6 Body Parts That Benefit From Biking
Updated: Sep 1, 2022
As an avid bicyclist, you may be curious about the main body parts that benefit from biking. You may know about the cardiovascular benefits of cycling, but when it comes to muscle groups, do you know what you’re working out?
You can feel when you’ve worked out a muscle if it becomes sore, but with how complex the body is, it can be easy to think that you’re working out one part when you’re working out a completely different part of the body. In this article, we’ll go over the six body parts that benefit from biking.
Before that, it's important to read about why you should bike.
Why Should You Bike?
Cycling is not only good for your health, but it is also a convenient form of transportation. There are multiple reasons you should consider getting into biking. Biking is:
A low-impact exercise. Biking will cause less strain and injuries than any other form of exercise.
Great for muscle toning. Biking is the best form of cardio for muscle toning.
Easy. Biking doesn’t require a ton of physical skill to start. After a while, your body will build up the endurance it needs for longer, more regular rides.
Time and cost-efficient. You can use biking as a form of transportation to save time on public transit and money on gas.
Biking to work, school, or places like shops is a great way to reduce your carbon footprint, save money on vehicle costs, improve your health, and avoid traffic.
Biking and Health
Biking regularly helps protect you from severe and chronic health conditions. These diseases can include the following:
For being such a low-impact form of exercise, biking brings a ton of benefits to the rider. If you’ve been wanting to start working out but just haven’t had the time or drive for other exercise forms, you should look into getting a bicycle.
The Lower Body
Biking can improve overall muscle endurance but mainly targets the lower body. Your glutes, hamstrings, calves, and even your shins will benefit from increased strength, function, and muscle shape.
1. The Gluteus Maximus
When you bike, the more you push on the pedals, the more you engage your gluteus maximus. This part of your body is the largest of the three gluteal muscles in your body. The glutes pick up slack when your hamstrings become overworked to avoid putting too much pressure on your lower back and knees.
Hamstrings play a crucial role in bending your hips and knees during pedaling. These muscles run from your hips down the back of your legs and cross the back of your knees. You can engage your hamstrings entirely if you move from a 6 o’clock to a 9 o’clock position.
3. Calf Muscles
If you want to build up your calf muscles, pedaling with your toes can help significantly. Calf muscles sit in the back of your lower legs and begin below the knee, extending into your ankles.
4. Shin Muscles
The shin muscles are crucial in standing, walking, and participating in other strenuous activities. Shin muscles also help in balancing your foot and toe mobility. These muscles are some of the most active when power pedaling.
5. The Upper Body
Though biking primarily targets the lower body, your upper body and core still get an effective workout. A strong core and arm strength are crucial in proper biking technique and endurance.

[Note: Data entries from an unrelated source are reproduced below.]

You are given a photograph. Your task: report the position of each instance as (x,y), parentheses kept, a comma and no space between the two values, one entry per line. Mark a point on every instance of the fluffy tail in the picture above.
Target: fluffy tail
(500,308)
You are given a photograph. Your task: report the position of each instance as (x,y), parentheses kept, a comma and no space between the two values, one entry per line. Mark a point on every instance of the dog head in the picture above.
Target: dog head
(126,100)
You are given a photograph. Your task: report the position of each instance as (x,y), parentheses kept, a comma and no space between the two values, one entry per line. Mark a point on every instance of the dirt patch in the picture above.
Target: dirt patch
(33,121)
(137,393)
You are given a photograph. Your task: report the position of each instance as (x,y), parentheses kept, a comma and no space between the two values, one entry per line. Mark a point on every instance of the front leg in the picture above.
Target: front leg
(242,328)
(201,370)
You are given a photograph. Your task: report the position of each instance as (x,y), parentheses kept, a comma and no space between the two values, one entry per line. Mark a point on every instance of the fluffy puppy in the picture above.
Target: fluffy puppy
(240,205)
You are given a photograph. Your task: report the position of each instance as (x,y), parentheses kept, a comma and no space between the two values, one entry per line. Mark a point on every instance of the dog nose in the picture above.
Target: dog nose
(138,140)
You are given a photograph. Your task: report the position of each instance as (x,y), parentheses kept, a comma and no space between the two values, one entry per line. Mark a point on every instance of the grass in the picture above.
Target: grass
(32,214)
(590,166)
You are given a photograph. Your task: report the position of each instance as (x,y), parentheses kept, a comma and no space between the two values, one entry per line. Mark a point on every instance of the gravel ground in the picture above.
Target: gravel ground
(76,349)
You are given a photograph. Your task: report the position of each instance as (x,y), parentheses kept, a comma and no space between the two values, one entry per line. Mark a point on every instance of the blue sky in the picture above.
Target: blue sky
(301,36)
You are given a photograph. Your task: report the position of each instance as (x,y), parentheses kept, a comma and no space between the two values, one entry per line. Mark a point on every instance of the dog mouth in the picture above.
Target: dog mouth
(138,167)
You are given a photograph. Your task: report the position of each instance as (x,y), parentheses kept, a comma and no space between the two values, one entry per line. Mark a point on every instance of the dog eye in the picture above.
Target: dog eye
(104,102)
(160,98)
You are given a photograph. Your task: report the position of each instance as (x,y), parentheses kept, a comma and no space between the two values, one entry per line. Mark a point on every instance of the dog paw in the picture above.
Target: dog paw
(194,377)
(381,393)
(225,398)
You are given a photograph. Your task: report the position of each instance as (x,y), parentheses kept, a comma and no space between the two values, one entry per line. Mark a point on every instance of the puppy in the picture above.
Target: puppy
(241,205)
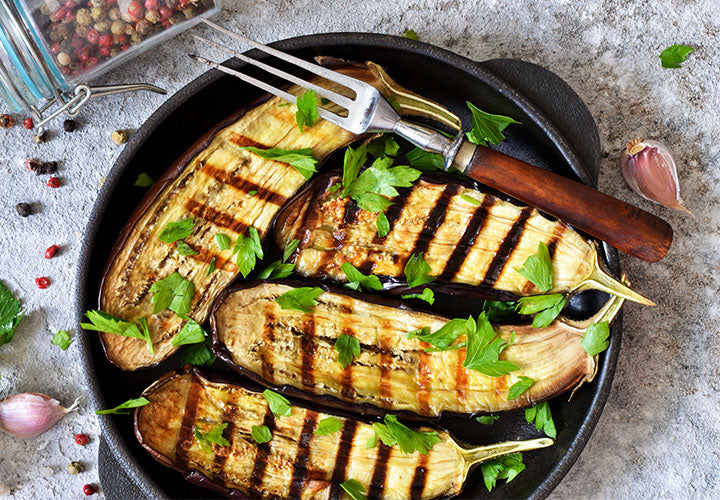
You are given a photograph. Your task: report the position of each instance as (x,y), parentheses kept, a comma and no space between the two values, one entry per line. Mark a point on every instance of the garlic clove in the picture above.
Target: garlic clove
(649,169)
(30,414)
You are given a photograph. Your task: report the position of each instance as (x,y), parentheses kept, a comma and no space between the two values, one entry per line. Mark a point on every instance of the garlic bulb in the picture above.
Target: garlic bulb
(649,169)
(30,414)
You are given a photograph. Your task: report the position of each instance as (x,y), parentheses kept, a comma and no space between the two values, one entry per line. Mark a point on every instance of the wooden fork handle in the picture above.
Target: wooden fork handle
(624,226)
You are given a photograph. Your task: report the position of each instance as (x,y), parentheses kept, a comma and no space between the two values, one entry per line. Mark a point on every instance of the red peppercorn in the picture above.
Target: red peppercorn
(49,254)
(82,439)
(42,282)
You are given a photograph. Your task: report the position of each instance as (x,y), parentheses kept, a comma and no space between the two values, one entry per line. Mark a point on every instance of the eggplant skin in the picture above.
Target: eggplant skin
(225,190)
(471,246)
(296,463)
(294,352)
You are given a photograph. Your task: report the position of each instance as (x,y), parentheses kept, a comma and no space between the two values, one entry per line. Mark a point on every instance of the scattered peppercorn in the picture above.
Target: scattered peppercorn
(42,282)
(49,254)
(6,121)
(23,209)
(75,467)
(69,125)
(119,137)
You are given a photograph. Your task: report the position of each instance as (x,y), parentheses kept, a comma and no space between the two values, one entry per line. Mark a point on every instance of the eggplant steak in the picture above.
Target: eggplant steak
(467,237)
(296,462)
(294,351)
(225,190)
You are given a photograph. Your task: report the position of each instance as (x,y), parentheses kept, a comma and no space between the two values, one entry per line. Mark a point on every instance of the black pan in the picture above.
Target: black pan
(557,133)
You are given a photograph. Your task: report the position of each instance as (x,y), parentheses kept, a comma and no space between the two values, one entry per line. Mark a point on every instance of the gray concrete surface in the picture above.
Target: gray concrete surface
(659,434)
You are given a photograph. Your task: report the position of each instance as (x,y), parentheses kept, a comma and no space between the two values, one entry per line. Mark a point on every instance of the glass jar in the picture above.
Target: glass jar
(51,49)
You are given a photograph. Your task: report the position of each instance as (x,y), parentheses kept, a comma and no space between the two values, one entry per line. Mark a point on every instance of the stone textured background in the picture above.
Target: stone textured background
(659,434)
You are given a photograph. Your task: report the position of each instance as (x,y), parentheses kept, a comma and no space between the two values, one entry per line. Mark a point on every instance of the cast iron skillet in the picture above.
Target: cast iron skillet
(557,133)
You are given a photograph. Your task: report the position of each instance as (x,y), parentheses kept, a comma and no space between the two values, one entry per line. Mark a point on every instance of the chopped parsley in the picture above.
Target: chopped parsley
(173,292)
(300,299)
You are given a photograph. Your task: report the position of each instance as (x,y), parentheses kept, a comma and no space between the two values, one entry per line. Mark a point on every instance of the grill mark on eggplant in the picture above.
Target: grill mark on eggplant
(377,483)
(418,482)
(506,249)
(262,454)
(186,426)
(308,348)
(435,219)
(300,466)
(342,458)
(243,185)
(217,217)
(467,240)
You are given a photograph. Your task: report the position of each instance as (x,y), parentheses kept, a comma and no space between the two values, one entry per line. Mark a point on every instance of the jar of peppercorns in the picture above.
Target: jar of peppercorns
(51,49)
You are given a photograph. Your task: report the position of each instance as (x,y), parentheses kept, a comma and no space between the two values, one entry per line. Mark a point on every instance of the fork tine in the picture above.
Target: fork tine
(331,75)
(333,96)
(323,113)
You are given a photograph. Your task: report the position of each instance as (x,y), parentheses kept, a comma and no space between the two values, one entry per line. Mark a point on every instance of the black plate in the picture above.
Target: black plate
(557,133)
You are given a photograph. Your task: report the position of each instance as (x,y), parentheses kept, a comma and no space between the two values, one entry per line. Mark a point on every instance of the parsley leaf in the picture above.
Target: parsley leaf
(416,271)
(179,230)
(427,295)
(487,419)
(261,434)
(547,307)
(124,408)
(300,299)
(199,354)
(102,322)
(393,432)
(382,224)
(348,349)
(185,249)
(306,115)
(484,348)
(358,280)
(214,435)
(505,467)
(519,387)
(62,339)
(278,404)
(247,249)
(354,489)
(10,314)
(424,160)
(190,333)
(543,418)
(173,292)
(595,339)
(538,268)
(222,241)
(144,180)
(487,127)
(301,160)
(327,426)
(673,56)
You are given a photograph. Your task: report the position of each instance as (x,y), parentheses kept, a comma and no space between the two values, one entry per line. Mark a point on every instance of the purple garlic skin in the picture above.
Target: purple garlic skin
(649,169)
(28,415)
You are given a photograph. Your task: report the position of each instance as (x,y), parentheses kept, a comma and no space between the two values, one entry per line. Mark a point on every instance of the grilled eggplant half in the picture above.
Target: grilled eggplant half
(296,463)
(471,239)
(294,352)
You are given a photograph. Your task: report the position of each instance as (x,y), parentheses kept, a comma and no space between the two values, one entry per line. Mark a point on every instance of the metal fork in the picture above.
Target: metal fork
(620,224)
(368,111)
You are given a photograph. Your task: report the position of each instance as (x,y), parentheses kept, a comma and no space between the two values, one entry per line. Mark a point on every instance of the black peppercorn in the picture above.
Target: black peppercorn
(23,209)
(69,125)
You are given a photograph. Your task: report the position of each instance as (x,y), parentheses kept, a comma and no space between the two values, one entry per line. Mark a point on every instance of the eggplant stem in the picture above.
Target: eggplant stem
(599,279)
(473,456)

Frequently during longer rides, a cyclist may change their riding position. A strong upper body is necessary to make these changes safely.
The force you apply on your handlebars can tone your arm muscles, including the biceps, triceps, and deltoids. Cycling in hilly areas is the best place to get a good arm workout since you feel twice the force you would on smoother grounds.
Among the body parts that benefit from biking are core muscles like your back and abdominals. Your core is crucial in maintaining your body upright, and a strong core helps keep your bike in the proper position.
Strong abdominal muscles help support the spine, increase stability, and enhance your comfort levels while cycling.
The Effects on Brain Power and Circulation
Exercise has been proven to have beneficial effects on the brain. Cycling helps the brain improve blood flow throughout the body, leading to a healthier, stronger body.
A 2019 study done by neurology found that aerobic exercise can help improve cognitive functions. The study found that this doesn’t have anything to do with age, so everyone can benefit from the cognition benefits of biking.
Aside from cognitive functions, biking can help boost your mood.
It’s recommended that you cycle for an hour per day, at your own pace, and move up from there.
Stationary bikes are great if you can’t get out due to weather or location. You can still get some of the same physical benefits from riding a stationary bike from the comfort of your own home.
Still, if you want to enjoy the sites and get the full-body workout that you would from a regular cycle, it’s best to stick to the traditional way of riding.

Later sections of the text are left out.